Tarihte öne çıkan devrimci birçok kadının yaşam öyküsü kadınlara olduğu kadar bütün ilerici insanlığa yol gösteren bir armağan olarak kabul edilmelidir. Roza’lar, Zetkin’ler, Zehra Kosova’lar, Boran’lar … Belki adını hatırlamadığımız ama tarihçilerin bize sunması gereken yüzlerce armağan gizli ya da açık mücadelemizi aydınlatıyor.

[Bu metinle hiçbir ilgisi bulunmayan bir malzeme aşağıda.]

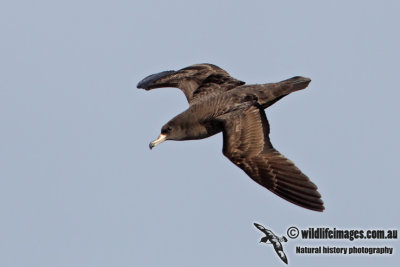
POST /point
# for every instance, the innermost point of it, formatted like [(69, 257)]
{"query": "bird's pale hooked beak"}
[(159, 140)]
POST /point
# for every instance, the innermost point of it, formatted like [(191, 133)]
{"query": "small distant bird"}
[(221, 103), (274, 240)]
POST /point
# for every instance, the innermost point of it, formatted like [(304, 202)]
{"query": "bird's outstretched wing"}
[(247, 145), (260, 227), (196, 81)]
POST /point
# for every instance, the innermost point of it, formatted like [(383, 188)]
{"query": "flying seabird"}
[(274, 240), (221, 103)]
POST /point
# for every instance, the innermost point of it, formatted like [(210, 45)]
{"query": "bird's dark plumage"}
[(274, 240), (219, 102)]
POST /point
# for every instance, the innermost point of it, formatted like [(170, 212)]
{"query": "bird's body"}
[(220, 103), (273, 239)]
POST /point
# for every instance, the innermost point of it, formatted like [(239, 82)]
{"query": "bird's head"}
[(187, 79), (170, 131)]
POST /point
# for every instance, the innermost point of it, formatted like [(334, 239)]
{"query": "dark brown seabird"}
[(219, 102)]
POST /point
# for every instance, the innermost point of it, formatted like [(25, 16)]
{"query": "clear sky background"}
[(79, 185)]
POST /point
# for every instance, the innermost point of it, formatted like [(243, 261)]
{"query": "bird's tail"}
[(270, 93)]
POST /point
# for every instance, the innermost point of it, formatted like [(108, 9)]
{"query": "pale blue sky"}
[(79, 186)]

Galina Serebryakova’nın Ateşi Çalmak adlı 19. Yüzyılda işçi sınıfı siyasetinin oluşumunu anlatan nehir romanı bu açıdan çok kıymetli. Edebi değerinin yanı sıra ansiklopedik bir özellik taşıyan bu belgesel romanda dönemin çok sayıda devrimcisi sahne alıyor, canlı karakterler olarak sizi olayların içine çekiyorlar.

Ancak romanın diğer Marx, Engels biyografilerinden önemli bir farkı var, komünist bir kadın tarafından yazılan bu kitapta  işçi sınıfı mücadelesinde kadınların rolüne ve kadın karakterlere eğilinmiş olması.

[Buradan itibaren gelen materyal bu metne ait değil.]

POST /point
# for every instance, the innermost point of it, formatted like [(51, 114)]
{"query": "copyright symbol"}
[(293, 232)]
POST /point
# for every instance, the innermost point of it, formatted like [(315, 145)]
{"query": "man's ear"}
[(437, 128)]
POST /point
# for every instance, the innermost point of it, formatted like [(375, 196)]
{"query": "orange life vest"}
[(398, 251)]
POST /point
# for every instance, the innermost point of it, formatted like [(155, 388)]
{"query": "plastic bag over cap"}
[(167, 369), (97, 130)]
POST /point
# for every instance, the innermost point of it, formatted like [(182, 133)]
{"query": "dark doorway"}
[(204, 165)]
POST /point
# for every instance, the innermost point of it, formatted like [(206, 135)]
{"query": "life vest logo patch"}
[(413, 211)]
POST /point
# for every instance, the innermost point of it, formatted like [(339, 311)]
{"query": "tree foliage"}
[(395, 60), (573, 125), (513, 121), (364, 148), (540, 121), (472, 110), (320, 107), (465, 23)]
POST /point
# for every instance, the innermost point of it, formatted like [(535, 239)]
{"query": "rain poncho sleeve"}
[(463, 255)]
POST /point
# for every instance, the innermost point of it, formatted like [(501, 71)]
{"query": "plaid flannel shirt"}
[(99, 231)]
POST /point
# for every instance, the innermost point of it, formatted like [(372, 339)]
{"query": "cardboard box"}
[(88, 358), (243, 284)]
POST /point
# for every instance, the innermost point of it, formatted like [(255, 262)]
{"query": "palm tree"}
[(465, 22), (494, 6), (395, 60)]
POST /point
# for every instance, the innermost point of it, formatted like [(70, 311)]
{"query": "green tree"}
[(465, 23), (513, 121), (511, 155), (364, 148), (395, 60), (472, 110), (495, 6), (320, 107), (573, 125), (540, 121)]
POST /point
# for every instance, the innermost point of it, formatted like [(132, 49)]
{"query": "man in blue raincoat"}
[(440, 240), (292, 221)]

Özellikle Paris Komünü’nde kadınlar ön plana çıkıyorlar. Bir yandan Louis Michel gibi unutulmaz devrimci figürler tarihe yazılırken bir yandan kadınlar bazı açılardan bizim Haziran’da hissettiğimiz şekilde, kendi örgütlerini kuruyorlar, cepheden hastaneye, bu ilk işçi sınıfı iktidarında yaşamın yeniden örgütlenmesinden siyasi propagandaya kadar binlerce yıldır baskılanmış yeteneklerini ortaya koyuyorlar.

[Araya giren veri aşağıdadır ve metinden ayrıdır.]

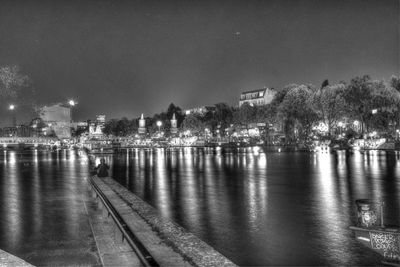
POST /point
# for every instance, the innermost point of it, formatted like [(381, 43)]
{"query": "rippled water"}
[(43, 218), (269, 208)]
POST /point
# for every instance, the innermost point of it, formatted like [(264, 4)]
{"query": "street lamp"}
[(72, 103)]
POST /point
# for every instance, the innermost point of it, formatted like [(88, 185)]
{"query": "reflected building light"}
[(262, 161)]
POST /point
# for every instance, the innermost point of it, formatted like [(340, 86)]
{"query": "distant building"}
[(57, 117), (257, 97), (200, 110)]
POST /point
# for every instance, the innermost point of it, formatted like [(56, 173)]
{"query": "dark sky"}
[(122, 58)]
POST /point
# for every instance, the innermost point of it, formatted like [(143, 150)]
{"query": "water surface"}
[(269, 208)]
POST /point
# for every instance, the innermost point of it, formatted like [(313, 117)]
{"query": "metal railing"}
[(143, 254)]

Bu içten, onlarsız yapılamayacak, kahraman ve devrimci kadınlar erkeklerle birlikte cephaneleri bitince duvarın dibine sıralanıp kurşuna diziliyorlar.

Ama “Ateşi Çalmak” denilince romanın asıl kadın figürüne değinmeden geçmek mümkün değil. Geçen sene 200. doğum yılını geride bıraktığımız Jenny; Karl Marx’ın sevgili eşi romanda oldukça ayrıntıları bir şekilde ele alınıyor.

Kendisinden dört yaş küçük olan Marx’a tutkuyla bağlanan ve aşkını kabul eden Jenny bütün hayatını Marx ile birlikte işçi sınıfı mücadelesine adıyor. Marx’ın bir çok yazısının ilk okuru ve yorumlayıcısı Jenny’dir, çünkü yazılarını usanmadan defalarca temize çekmiştir.

Parti üyesi olan bu kadın diğer parti üyeleriyle yoğun bir şekilde yazışmış, klasik bir Alman ailesinden geldiği halde defalarca kendini aşmış,  kurduğu bağlantılarla önemli bir işlev üstlenmiştir.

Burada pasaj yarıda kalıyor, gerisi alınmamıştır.